Examples and Samples
Example 1: Proposed Findings of Fact
- The minor child ("Child") is the biological child of Father and Mother.
- Father has established paternity.
- Father has a stable home that can safely support Child.
- Mother has a clean criminal record, is employed and has demonstrated financial and parent stability.
- While at a bar with friends, Father asked Child to perform a task. Child complied. Father ceased contact with Child immediately thereafter.
- Mother’s family resides in proximity to Father’s home.
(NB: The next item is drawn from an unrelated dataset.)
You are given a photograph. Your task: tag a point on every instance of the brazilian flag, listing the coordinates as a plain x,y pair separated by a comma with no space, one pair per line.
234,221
Why This Is Effective: The Proposed Findings of Fact are brief, well-organized, and follow a logical sequence. A judge will recognize that the Findings are divided between general and specific ("ultimate" and "subsidiary") Findings. Proposed Conclusions of Law are included only when they are necessary and enhance understanding, and they are similar in scope to Proposed Findings of Fact. The style is clear, concise, and based upon specific facts.
Example 2: Proposed Conclusions of Law
- It is within the Court’s discretion to issue and enforce orders regarding the issues at bar.
- The minor child of the parties has resided in the State of Florida for the requisite period of time to establish jurisdiction within the State of Florida.
- The Proposed Findings of Fact support the proposed Conclusions of Law.
Why This Is Effective: Providing Proposed Conclusions of Law improves the document’s clarity and brevity. They also afford the judge the chance to grant relief, even if the judge finds certain facts insufficient to do so. If the Findings of Fact are contested, the Conclusions of Law will assist in resolving the motion at issue.
Revisions and Final Drafts – Suggestions
Once an initial draft of proposed findings and conclusions has been completed, serious consideration should be given to the process for revising and finalizing the draft.
Editing is an important part of the revision process. It allows a lawyer to gain distance on and objectivity about a draft. For the initial review, it is often helpful for a lawyer to set the draft aside for a day or so before beginning to edit. Some lawyers recommend that different types of editing be done separately, i.e., working on fundamental points before spending time on the cosmetic aspects of the writing.
When editing a draft of proposed findings and conclusions: When editing is complete, one or two peer reviews are almost always helpful. This may be done by one or two other lawyers , a paralegal, or a legal assistant. A peer reviewer will often catch errors that may have gone undetected. It may also be helpful to have a non-lawyer review work product. A non-lawyer can disclose points that may be confusing or unclear to someone who does not have the frame of reference of an attorney.
During the final review, the lawyer should read through the entire document from beginning to end, making sure that the proposed findings and conclusions are easy for the trier of fact to follow and understand. For this review, an attorney should ask himself or herself the following questions:
Answers to these questions have a direct bearing on the persuasiveness of the proposed findings and conclusions.